Re: Is it too late to try and generalize PAM for woody?
I've been following this thread and I have a small question as to why
we'd need to overload/change the semantics of the /etc/pam.d/other
file.
Why not merely build a new pam module, called something like
pam_chain, that does nothing but invoke other pam modules as specified
in its configuration? To get an example of what I mean:
In /etc/pam.d/ssh:
auth required pam_chain.so chain=default
account required pam_chain.so chain=default
session required pam_chain.so chain=default
password required pam_chain.so chain=default
Then, in /etc/security/pam_chain.d/default (Or a better file name -
I'm open to suggestions), we'd have:
auth required pam_nologin.so
auth required pam_unix.so
auth required pam_env.so
account required pam_unix.so
account required pam_access.so
session required pam_unix.so
session optional pam_lastlog.so
session optional pam_motd.so
session optional pam_mail.so standard
session required pam_limits.so
password required pam_unix.so
In other words, pam_chain would be a pam module that would read an
alternate configuration, and parse it just as libpam does. This
should be functionally equivalent to having a C-style #include
facility in pam files, yet it has the distinct advantage of not
requiring changes to the overall way that pam works, and of
maintaining some measure of compatibility upstream.

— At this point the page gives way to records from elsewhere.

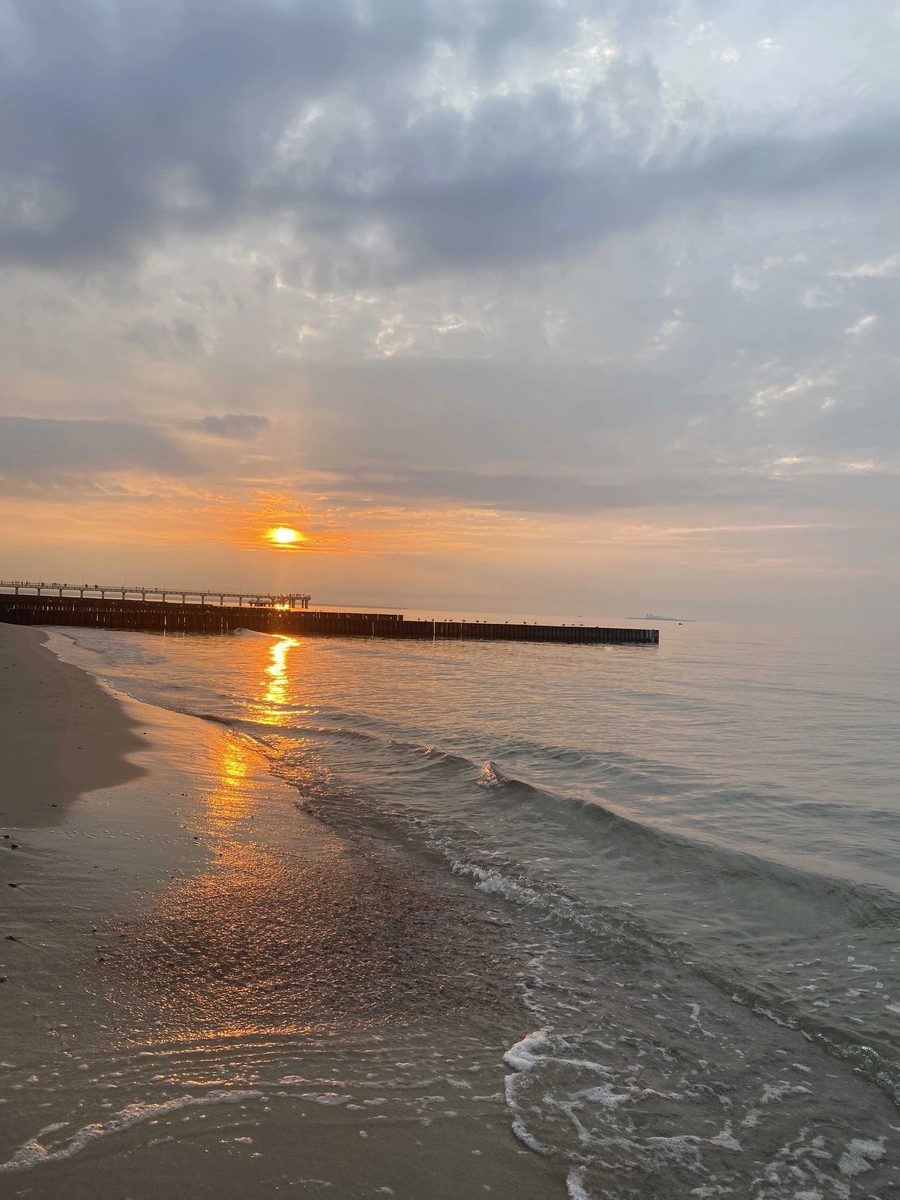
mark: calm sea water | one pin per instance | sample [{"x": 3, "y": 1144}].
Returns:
[{"x": 723, "y": 808}]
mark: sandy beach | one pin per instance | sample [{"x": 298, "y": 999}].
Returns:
[
  {"x": 204, "y": 984},
  {"x": 226, "y": 971},
  {"x": 60, "y": 732}
]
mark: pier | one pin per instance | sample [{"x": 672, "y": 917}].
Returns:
[
  {"x": 192, "y": 595},
  {"x": 163, "y": 616}
]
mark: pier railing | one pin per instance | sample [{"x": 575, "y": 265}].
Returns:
[{"x": 168, "y": 595}]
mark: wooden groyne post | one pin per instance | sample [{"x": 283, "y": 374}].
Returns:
[{"x": 159, "y": 616}]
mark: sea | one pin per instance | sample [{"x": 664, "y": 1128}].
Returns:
[{"x": 696, "y": 846}]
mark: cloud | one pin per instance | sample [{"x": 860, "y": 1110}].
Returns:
[
  {"x": 53, "y": 451},
  {"x": 388, "y": 135},
  {"x": 234, "y": 426}
]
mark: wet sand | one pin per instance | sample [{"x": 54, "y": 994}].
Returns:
[
  {"x": 207, "y": 990},
  {"x": 60, "y": 732}
]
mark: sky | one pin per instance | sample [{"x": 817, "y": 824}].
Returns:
[{"x": 503, "y": 305}]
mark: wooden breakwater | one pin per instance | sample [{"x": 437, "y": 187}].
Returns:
[{"x": 199, "y": 618}]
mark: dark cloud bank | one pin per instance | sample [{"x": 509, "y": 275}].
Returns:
[{"x": 125, "y": 121}]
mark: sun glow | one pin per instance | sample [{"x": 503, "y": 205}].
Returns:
[{"x": 283, "y": 535}]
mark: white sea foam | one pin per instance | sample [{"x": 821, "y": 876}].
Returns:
[
  {"x": 859, "y": 1156},
  {"x": 35, "y": 1153},
  {"x": 575, "y": 1185},
  {"x": 522, "y": 1056}
]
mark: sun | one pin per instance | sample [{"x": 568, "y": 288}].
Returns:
[{"x": 285, "y": 537}]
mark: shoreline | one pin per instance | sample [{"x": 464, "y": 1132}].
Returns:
[
  {"x": 209, "y": 959},
  {"x": 297, "y": 991},
  {"x": 61, "y": 732}
]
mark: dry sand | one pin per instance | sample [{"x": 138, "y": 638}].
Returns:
[{"x": 61, "y": 735}]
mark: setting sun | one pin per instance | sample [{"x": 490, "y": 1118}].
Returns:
[{"x": 285, "y": 537}]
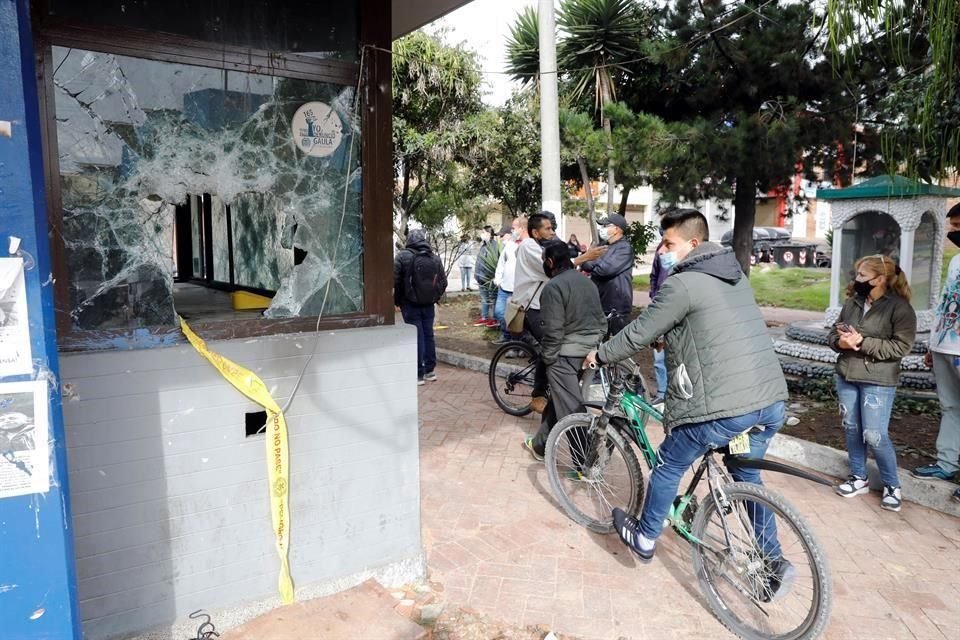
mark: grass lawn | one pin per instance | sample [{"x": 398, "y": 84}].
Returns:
[{"x": 807, "y": 289}]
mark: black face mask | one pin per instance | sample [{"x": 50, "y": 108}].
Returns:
[{"x": 862, "y": 288}]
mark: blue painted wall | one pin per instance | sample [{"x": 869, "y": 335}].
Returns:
[{"x": 37, "y": 580}]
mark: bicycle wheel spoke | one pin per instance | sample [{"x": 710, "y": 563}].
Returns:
[
  {"x": 591, "y": 473},
  {"x": 752, "y": 585}
]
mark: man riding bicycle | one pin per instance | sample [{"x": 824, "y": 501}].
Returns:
[{"x": 724, "y": 377}]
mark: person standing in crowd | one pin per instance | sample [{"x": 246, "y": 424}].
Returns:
[
  {"x": 466, "y": 261},
  {"x": 657, "y": 275},
  {"x": 573, "y": 324},
  {"x": 485, "y": 269},
  {"x": 530, "y": 280},
  {"x": 944, "y": 356},
  {"x": 504, "y": 278},
  {"x": 419, "y": 281},
  {"x": 875, "y": 331},
  {"x": 612, "y": 272}
]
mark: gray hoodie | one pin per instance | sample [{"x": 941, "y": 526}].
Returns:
[{"x": 719, "y": 355}]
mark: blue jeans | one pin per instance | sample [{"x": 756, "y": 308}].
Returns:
[
  {"x": 465, "y": 273},
  {"x": 500, "y": 311},
  {"x": 660, "y": 370},
  {"x": 488, "y": 301},
  {"x": 687, "y": 443},
  {"x": 421, "y": 316},
  {"x": 865, "y": 414}
]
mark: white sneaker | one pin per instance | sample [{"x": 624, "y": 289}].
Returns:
[
  {"x": 892, "y": 499},
  {"x": 853, "y": 486}
]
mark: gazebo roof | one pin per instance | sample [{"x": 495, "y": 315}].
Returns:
[{"x": 887, "y": 186}]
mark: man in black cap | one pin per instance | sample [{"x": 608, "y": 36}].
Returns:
[{"x": 612, "y": 271}]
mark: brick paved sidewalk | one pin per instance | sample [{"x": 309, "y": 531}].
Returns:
[{"x": 497, "y": 541}]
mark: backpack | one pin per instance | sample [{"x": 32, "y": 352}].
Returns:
[{"x": 426, "y": 279}]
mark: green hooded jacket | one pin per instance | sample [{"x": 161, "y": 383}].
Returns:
[{"x": 719, "y": 355}]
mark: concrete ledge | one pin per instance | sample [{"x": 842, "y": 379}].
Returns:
[
  {"x": 934, "y": 494},
  {"x": 405, "y": 571},
  {"x": 463, "y": 360}
]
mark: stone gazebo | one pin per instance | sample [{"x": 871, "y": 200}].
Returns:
[
  {"x": 892, "y": 216},
  {"x": 896, "y": 217}
]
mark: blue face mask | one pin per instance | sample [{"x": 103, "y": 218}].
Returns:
[{"x": 668, "y": 260}]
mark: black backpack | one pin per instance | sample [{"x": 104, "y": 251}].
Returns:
[{"x": 426, "y": 279}]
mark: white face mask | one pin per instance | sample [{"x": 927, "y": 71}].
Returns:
[{"x": 669, "y": 260}]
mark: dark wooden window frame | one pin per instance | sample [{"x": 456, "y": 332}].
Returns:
[{"x": 376, "y": 161}]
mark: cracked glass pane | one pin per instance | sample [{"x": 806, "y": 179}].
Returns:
[{"x": 140, "y": 139}]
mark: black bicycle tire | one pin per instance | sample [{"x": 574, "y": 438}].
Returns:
[
  {"x": 500, "y": 354},
  {"x": 634, "y": 471},
  {"x": 816, "y": 623}
]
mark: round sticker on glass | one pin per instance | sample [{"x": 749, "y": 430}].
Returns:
[{"x": 317, "y": 129}]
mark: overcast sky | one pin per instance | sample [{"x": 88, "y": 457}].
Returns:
[{"x": 485, "y": 25}]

We could even write pam_chain to do fallback chains, so that you could
have /etc/pam.d/ssh say:
auth required pam_chain.so chain=ssh,encryptednet,interactive,default
and that would mean that pam_chain.so would first try to find an "ssh"
chain, then a chain called "encryptednet" (presumably for ssh and any
other encrypted channel), then an "interactive" chain, and finally
fall back to the default chain. This could allow the sysadmin to
specify their pam options in a nice hierarchy, assuming we can trust
Debian developers to build up such a hierarchy.
(Add other syntax for pam_chain here - concatenating chains, allowing
one chain to say "act as though I'm not here", etc.)
Of course, this whole solution depends on my understanding of the main
problem with the current pam setup - have I missed some of what we
want to do that would not make this solution workable?